A dozen questions filled Goose’s mind. Before he had a chance to ask any of them, metal screamed overhead. He glanced up, spotting the black silhouettes of the helicopters through the dusk and smoke haze framed against the sun and the blue sky. Tears ran down his cheeks, brought on by the stabbing brightness of the sun.
But then he saw at least half of the CH-46Es slide out of control across the sky. They collided with other helicopters, shredding rotors and sending deadly shrapnel through each other and the vulnerable troops inside.

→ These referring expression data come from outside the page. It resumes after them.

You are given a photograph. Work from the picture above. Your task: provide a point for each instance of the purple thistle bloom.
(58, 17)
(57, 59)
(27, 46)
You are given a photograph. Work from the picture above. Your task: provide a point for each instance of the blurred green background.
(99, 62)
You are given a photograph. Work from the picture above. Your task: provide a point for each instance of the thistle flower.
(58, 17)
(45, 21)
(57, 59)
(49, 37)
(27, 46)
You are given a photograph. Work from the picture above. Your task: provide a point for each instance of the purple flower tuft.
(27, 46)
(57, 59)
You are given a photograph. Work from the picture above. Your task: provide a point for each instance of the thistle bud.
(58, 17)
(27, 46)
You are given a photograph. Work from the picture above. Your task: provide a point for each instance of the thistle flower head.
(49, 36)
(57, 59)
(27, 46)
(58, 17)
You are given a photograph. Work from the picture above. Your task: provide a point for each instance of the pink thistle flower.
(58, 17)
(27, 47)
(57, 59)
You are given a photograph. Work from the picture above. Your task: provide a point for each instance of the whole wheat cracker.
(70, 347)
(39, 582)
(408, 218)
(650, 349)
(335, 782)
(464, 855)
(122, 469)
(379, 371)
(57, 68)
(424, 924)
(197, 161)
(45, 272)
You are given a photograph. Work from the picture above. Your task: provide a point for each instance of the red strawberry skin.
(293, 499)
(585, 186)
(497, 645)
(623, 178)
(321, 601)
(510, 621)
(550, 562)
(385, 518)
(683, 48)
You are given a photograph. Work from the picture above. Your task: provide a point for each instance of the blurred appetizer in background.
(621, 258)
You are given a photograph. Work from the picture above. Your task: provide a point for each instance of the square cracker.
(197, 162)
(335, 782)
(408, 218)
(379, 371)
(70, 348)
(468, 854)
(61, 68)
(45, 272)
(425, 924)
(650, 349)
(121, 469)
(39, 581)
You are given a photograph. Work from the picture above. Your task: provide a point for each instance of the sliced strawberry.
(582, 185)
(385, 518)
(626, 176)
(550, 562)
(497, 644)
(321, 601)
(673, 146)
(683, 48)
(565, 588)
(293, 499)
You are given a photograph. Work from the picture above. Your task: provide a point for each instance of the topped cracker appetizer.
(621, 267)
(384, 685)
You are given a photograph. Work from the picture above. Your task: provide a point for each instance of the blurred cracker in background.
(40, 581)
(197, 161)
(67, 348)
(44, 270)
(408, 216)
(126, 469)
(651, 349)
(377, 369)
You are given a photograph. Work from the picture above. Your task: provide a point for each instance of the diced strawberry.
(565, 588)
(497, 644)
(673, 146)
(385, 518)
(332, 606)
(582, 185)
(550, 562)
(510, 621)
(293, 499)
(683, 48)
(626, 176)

Then the troop transport ships rained from the sky like dying flies, breaking open and scattering troops and gear across the hardpan. In a handful of seconds, the relief effort sent by USS Wasp had become a broken necklace of casualties spread across the battlefield.
United States of America
Fort Benning, Georgia
Local Time 1:20 A.M.
Megan threw her upper body out across the roofs edge. She’d moved before she’d thought about the action, and she knew that was the only thing that had saved Gerry Fletcher. She had never moved so quickly in her life. By some miracle, she managed to grab the boy’s left wrist and stop his plummet down the side of the building to the hard ground four stories below.
Men cursed in the parking lot below, in stunned amazement as well as fear. Megan recognized those emotions because she felt them within herself as well. She couldn’t believe she’d caught the falling boy.

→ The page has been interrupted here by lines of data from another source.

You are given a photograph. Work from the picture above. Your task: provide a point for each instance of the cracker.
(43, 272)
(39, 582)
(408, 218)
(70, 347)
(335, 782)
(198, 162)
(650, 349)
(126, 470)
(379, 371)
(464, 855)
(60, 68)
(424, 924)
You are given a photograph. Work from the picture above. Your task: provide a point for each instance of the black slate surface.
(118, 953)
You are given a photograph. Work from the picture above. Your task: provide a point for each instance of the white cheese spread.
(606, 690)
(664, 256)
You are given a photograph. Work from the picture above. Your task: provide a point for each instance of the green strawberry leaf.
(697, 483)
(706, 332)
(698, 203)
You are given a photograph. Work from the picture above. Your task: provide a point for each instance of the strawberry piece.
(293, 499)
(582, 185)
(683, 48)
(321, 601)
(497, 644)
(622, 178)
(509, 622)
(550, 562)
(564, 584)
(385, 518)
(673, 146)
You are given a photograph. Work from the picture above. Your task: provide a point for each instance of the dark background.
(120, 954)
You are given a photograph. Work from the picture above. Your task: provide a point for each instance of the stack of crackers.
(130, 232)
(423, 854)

At the same time, she knew she wasn’t going to be able to keep Gerry from falling. She didn’t have the mass or the strength. Her arm felt torn from the socket.
The spotlights from the vehicles trained on her and Gerry, pinning her shadow and the boy’s against the side of the building in hard-edged relief. The MPs broke loose first, sprinting for the fire escape.
Somebody get up there!” Boyd Fletcher squalled. “She’s going to get that boy killed!”
Megan tried to pull Gerry up but couldn’t. She lacked the upperbody muscle it would take to pull the boy up. At the same time she wondered who had brought Boyd Fletcher out into the parking lot. If the man hadn’t startled Gerry—
But he did, she told herself. You’re dealing with that now. No! God, we’re dealing with this! You and me! You helped put Gerry out here on this roof tonight, and You’re going to help me get him back down!
Metal rang as the MPs pounded up the stairs. “Hold on, ma’am!” one of them called. “Just hold on!”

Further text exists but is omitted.